15 yıl önce kurulan Odunpazarı Belediye Tiyatrosu, çalışmalarına ‘kumpanya’ mantığı ile devam ediyor. Eskişehir’in profesyonel 3’üncü tiyatrosu olan Odunpazarı Belediye Tiyatrosu, koronavirüs pandemisi nedeniyle perdelerini kapatmak zorunda kaldı. Ancak onlar bunu fırsata çevirerek çalışmalarını YouTube ve sosyal medyaya taşıdı. Skeçler, parodiler çeken hatta sokak röportajları yapan Odunpazarı Belediye Tiyatrosu, zor şartlarda bile sevenlerini tiyatrosuz bırakmadı… Odunpazarı Belediye Tiyatrosu Genel Sanat Yönetmeni Elçin Elmalıoğlu Karaahmet, Genel Sanat Yönetmeni Yardımcıları Kıvanç Pehlivanoğlu ve Ömer Burak Ünal ile Odunpazarı Belediye Tiyatrosunu, oyunlarını ve tiyatro derslerini konuştuk…

“BİR KUMPANYA GİBİ…”

Bugüne kadar kaç oyun oynadıklarını soruyoruz. Sözü, önce Elçin Elmalıoğlu Karaahmet alıyor. “Tiyatro müdürlüğü olduğumuzdan itibaren; haftanın 5 günü 11 yetişkin, 6 da çocuk oyunu sahneledik. Diğerlerinin de prömiyer ve prova aşamasındayken araya pandemi girmesi nedeni ile sezonu kapattık” diyor… Odunpazarı Belediye Tiyatrosunun kendileri için çok önemli bir tarafı olduğunu söylüyor Karaahmet, Odunpazarı Belediye Tiyatrosunun profesyonel, sıkıştırılmış 2 yıllık konservatif eğitim verdiğini anlatıyor.
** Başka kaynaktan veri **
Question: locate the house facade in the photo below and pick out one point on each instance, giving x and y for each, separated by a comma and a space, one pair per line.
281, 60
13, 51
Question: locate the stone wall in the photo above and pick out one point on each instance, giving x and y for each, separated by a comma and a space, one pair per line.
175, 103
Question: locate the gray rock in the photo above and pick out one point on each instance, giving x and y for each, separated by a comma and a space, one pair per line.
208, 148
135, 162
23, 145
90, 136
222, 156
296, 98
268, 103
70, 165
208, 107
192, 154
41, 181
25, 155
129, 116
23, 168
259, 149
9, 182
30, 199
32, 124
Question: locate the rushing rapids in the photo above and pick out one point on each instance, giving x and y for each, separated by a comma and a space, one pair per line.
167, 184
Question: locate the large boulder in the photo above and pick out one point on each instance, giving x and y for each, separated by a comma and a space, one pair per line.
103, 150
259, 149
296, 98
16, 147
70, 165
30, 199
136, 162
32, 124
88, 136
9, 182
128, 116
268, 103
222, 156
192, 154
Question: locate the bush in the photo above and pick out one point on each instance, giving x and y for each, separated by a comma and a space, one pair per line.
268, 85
Tiyatronun oyuncusunu kendi yetiştirdiği öğrencilerden çıkardığına dikkat çekiyor Karaahmet ve ekliyor, “Bu anlamda Türkiye’de örneği bulunmuyor.”
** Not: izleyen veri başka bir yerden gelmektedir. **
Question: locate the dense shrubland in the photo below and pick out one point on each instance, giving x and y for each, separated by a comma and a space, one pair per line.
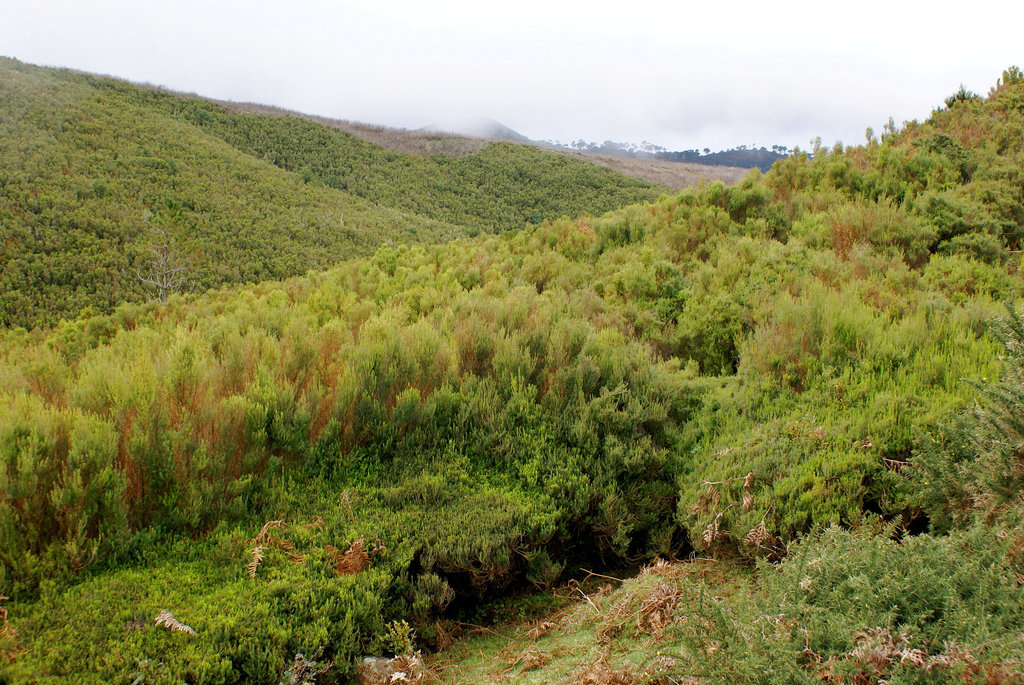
92, 169
722, 371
“Sınav açabilirsiniz, oyuncu alabilirsiniz, profesyonel oyuncular da alabilirsiniz. Odunpazarı Tiyatrosunun en kıymetli yeri burada başlıyor, kendi oyuncusunu kendi yetiştiriyor. Özel yetenek sınavı ile alıyor, 2 yıl profesyonel bir eğitim veriyor ve sonrasında kendi oyuncusunu yetiştirmiş oluyor. Tıpkı bir kumpanya gibi… Bu anlamda Odunpazarı Belediye Tiyatrosunun yeri çok başka. Odunpazarı Belediye Tiyatrosu bir kumpanya gibi var oluyor. Bizim öğrencilerimiz bütün eğitimlerini aldıktan sonra, bu eğitimlerini uygulayabilecekleri bir sahneye sahipler. Bu tiyatro adına müthiş bir şey, çünkü sahnesi olan tiyatro İstanbul’da bile çok az, ki bu işin kalbi İstanbul’da atar. Bu anlamda müthiş bir farka ve özelliğe sahibiz” sözleriyle konuşmasına devam eden Karaahmet, bu anlamda da çok şanslı olduklarının altını çiziyor. Onlar, bu eğitimlere pandemide de devam edecekler… Tüm önlemler alınmış. Bu yıl 17 kişi, Odunpazarı Belediye Tiyatrosunda ‘tiyatro eğitimi’ alıyor.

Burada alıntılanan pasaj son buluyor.